On our arrival at Falmouth, our dark coloured beauties and their peculiar attire were special objects of attention. They themselves were no less struck with wonder at what they saw. Every thing was strange to their eyes – even the rig of the females here. As they could not go out in their native habiliments with[out] drawing rather unpleasant notice upon themselves, they procured a dress more assimilating to those worn here – & among other articles they purchased and wore fine dashing bonnets with fine pink ribbons & lining – for the first time in their lives. The mani[pulation] of these concerns sadly puzzled them. They did not know what to do with them – how to untie or tie them. They were always either too far forward, or too far back, and appear[ed] to sit as awkwardly upon their crania, as a soldiers accoutrements on a Blue Jacket.

I understand they were to receive £60 each, besides having their passage money paid out & home. This is a very handsome sum and will make them be looked upon a great catches to other bachelors of their native place, when they return. Neither of them could speak a word of English, after three months stay with us – a proof either of mental incapacity or the most stupid indolence.

These two conclude the list of our passengers from Vera Cruz to England.

Senor Las Casas

From Havanna to Falmouth we brought one gentleman, an old Spaniard, a native of Bilboa in old Spain. His name was Senor Las Casas. He was a young man very much pock-marked. He possessed two Tiendas or shops in Habana, and was there flourishing like a green tree. His object in returning to Europe, was to make large purchases, for the Habana market at our large manufacturing towns in England, and that done to visit his parents at Bilboa, previous to his return to the place [from] where he had come. Senor Las Casas spoke no language but Spanish and consequently we could hold little or no intercourse with him. When our friend Meyer asked him why he did not try to learn English, he looked at him with an air of supreme contempt and slowly ejaculated “English” as if that were an object never once to be thought of. I wonder then how he would come in England from his total ignorance of the language. Lucky it was for him that Fritz was going the same way with him, as far as London, where he would meet with some of his countrymen. Otherwise as he confessed, he expected to be cheated on all hands and probably to find himself at John O’Groats house when he expected to be in the City. Las Casas and Meyer started together and safely arrived at their destination.
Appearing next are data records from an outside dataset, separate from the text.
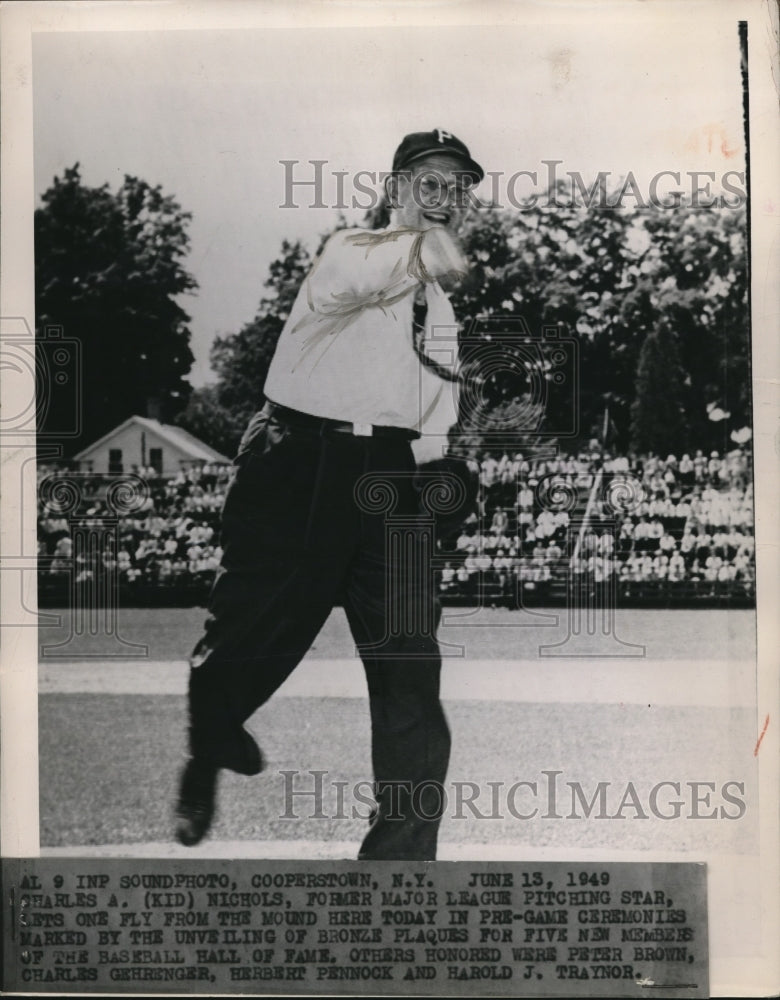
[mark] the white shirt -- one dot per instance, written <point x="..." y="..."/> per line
<point x="346" y="350"/>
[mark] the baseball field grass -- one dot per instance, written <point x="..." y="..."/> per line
<point x="109" y="760"/>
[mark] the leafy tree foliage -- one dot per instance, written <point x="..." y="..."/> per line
<point x="614" y="287"/>
<point x="658" y="420"/>
<point x="219" y="413"/>
<point x="108" y="271"/>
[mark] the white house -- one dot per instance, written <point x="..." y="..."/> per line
<point x="143" y="442"/>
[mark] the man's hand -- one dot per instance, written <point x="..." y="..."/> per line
<point x="442" y="258"/>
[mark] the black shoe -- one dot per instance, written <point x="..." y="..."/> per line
<point x="195" y="808"/>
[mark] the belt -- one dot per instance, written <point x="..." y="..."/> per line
<point x="322" y="425"/>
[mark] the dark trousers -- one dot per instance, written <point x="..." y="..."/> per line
<point x="305" y="526"/>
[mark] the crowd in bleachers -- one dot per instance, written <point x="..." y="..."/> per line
<point x="169" y="537"/>
<point x="542" y="522"/>
<point x="591" y="520"/>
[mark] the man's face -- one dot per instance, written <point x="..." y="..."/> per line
<point x="432" y="192"/>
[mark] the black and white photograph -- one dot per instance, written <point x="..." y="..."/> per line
<point x="389" y="455"/>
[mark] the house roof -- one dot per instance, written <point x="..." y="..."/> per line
<point x="192" y="447"/>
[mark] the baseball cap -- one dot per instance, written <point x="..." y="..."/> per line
<point x="417" y="145"/>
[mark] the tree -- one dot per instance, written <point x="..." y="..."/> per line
<point x="599" y="279"/>
<point x="658" y="420"/>
<point x="219" y="413"/>
<point x="108" y="272"/>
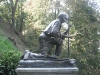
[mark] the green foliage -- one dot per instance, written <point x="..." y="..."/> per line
<point x="9" y="62"/>
<point x="85" y="47"/>
<point x="9" y="56"/>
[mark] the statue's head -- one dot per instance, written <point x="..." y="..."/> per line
<point x="63" y="17"/>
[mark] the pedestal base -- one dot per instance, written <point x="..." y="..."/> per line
<point x="47" y="66"/>
<point x="47" y="71"/>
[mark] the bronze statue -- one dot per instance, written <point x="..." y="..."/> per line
<point x="52" y="36"/>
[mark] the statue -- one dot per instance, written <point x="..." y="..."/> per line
<point x="50" y="36"/>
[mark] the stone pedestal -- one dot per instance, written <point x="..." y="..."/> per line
<point x="47" y="67"/>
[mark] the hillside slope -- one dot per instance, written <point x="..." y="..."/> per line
<point x="12" y="36"/>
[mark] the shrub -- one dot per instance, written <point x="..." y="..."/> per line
<point x="9" y="61"/>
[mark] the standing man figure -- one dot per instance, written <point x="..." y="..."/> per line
<point x="52" y="36"/>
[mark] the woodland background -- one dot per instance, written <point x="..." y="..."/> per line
<point x="22" y="21"/>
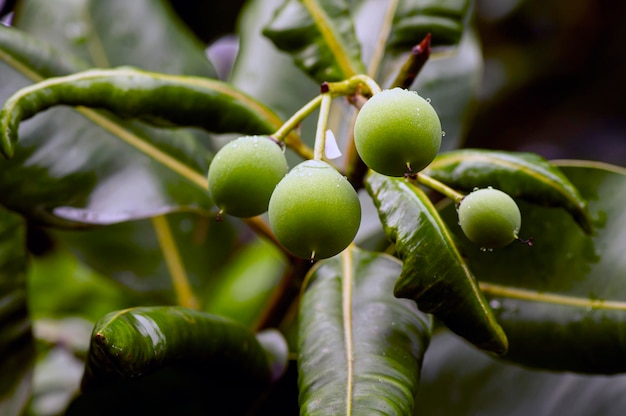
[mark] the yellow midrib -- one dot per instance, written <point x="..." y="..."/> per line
<point x="495" y="290"/>
<point x="346" y="293"/>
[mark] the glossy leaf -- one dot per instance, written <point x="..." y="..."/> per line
<point x="459" y="380"/>
<point x="141" y="33"/>
<point x="434" y="274"/>
<point x="561" y="301"/>
<point x="17" y="347"/>
<point x="360" y="348"/>
<point x="129" y="92"/>
<point x="320" y="35"/>
<point x="133" y="342"/>
<point x="521" y="175"/>
<point x="452" y="82"/>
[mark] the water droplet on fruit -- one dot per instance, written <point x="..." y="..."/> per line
<point x="495" y="304"/>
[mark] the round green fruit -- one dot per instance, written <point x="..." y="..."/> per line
<point x="397" y="132"/>
<point x="314" y="211"/>
<point x="244" y="173"/>
<point x="489" y="218"/>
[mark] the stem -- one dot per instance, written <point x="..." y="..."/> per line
<point x="174" y="263"/>
<point x="296" y="119"/>
<point x="322" y="124"/>
<point x="413" y="65"/>
<point x="261" y="228"/>
<point x="352" y="86"/>
<point x="440" y="187"/>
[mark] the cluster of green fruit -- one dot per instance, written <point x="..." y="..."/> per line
<point x="315" y="212"/>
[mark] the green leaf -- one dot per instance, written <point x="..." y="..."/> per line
<point x="141" y="33"/>
<point x="434" y="273"/>
<point x="320" y="35"/>
<point x="414" y="19"/>
<point x="133" y="342"/>
<point x="33" y="58"/>
<point x="129" y="92"/>
<point x="17" y="348"/>
<point x="80" y="164"/>
<point x="246" y="283"/>
<point x="452" y="83"/>
<point x="264" y="72"/>
<point x="561" y="301"/>
<point x="459" y="380"/>
<point x="60" y="286"/>
<point x="360" y="349"/>
<point x="200" y="247"/>
<point x="522" y="175"/>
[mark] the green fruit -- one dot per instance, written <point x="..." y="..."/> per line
<point x="314" y="211"/>
<point x="397" y="132"/>
<point x="244" y="173"/>
<point x="489" y="218"/>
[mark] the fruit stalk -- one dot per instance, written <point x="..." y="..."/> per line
<point x="440" y="187"/>
<point x="322" y="124"/>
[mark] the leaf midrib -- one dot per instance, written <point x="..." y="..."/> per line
<point x="510" y="292"/>
<point x="346" y="294"/>
<point x="544" y="178"/>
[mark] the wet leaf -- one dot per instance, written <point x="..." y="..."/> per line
<point x="434" y="274"/>
<point x="141" y="33"/>
<point x="360" y="348"/>
<point x="561" y="302"/>
<point x="320" y="35"/>
<point x="134" y="342"/>
<point x="522" y="175"/>
<point x="459" y="380"/>
<point x="17" y="347"/>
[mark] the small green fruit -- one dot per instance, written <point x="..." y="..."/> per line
<point x="244" y="173"/>
<point x="489" y="218"/>
<point x="314" y="211"/>
<point x="397" y="132"/>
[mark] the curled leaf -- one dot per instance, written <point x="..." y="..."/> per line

P.S. [6] I have forgotten to mention that we carried as passenger from Vera Cruz to Havanna a Senor del Pino, a native of Cadiz – on his way to his native country, after an absence of nearly two years. Also that some months after our return home, I saw an account of the capture of an armed Schooner, the Capt.n of which had stated that he left Havana in company with P. Office Packet – but that she, not liking his appearance, had returned to port. So he thought, but we knew better tho’.